Biliyorum çok uzun bir cümle oldu ama bu acı kısacık bir cümleye sığamayacak kadar büyük.

Yıkılan her bina, yitirilen her can milli servettir. Bir insan yetiştirmenin maliyetini tahayyül edin.. Doğumundan eğitimine ne emeklerle... Ayrıca sadece binası ile değil çay kaşığından tutun da kıyafet, mobilya, beyaz eşya, kilerdeki gıdasına, otomobili, traktörü ziyan olan herşey milli servet.

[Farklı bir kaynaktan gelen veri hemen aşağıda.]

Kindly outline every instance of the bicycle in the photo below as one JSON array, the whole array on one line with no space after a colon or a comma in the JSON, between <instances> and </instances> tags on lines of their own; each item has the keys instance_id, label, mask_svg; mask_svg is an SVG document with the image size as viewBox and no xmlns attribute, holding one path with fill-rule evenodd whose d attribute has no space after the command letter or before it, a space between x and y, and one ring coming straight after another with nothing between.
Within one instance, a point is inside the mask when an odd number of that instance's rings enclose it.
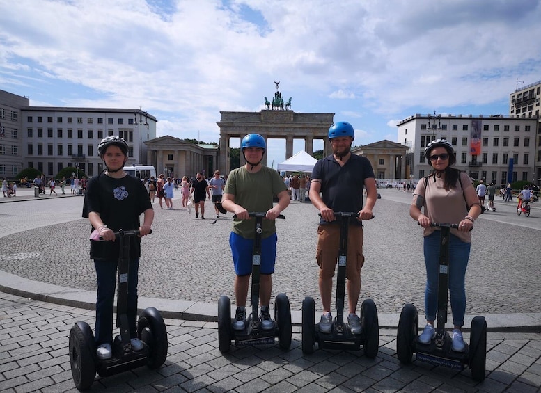
<instances>
[{"instance_id":1,"label":"bicycle","mask_svg":"<svg viewBox=\"0 0 541 393\"><path fill-rule=\"evenodd\" d=\"M522 206L522 200L519 198L519 204L517 206L517 215L520 216L524 213L526 217L530 216L530 201L527 201L525 206Z\"/></svg>"}]
</instances>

6 Şubat 2023 tarihinde meydana gelen bu büyük deprem felaketinden sonra birlik içerisinde yavaş yavaş yaralar sarılırken şimdi vatandaş olarak "SESİMİ DUYAN VAR MI" deme sırası bizde. Çünkü milyonlarca vatandaşımız yüksek deprem riski olan bölgelerde ikamet etmekte. Riskli yapılarda oturmakta ve makus kaderlerini değiştirecek bir adım beklemekte. Yıkılan 10 şehirde kaybedilenlerin acısı tüm ülkede en derinden hissedildi çünkü. Çünkü herkes empati yaptı. Çünkü gün gelecek, kendi şehirlerinde de deprem olacak ve aynı kadere maruz kalacaklar.. Biliyorlar. Biliyorlar ama ellerinden bir şey gelmiyor. Vakur milletimiz aciziyeti yüksek sesle dile getirmiyor ama çaresiz. Sessiz çığlıklar artık işitilmeli. Talep; hayatta kalabilmek.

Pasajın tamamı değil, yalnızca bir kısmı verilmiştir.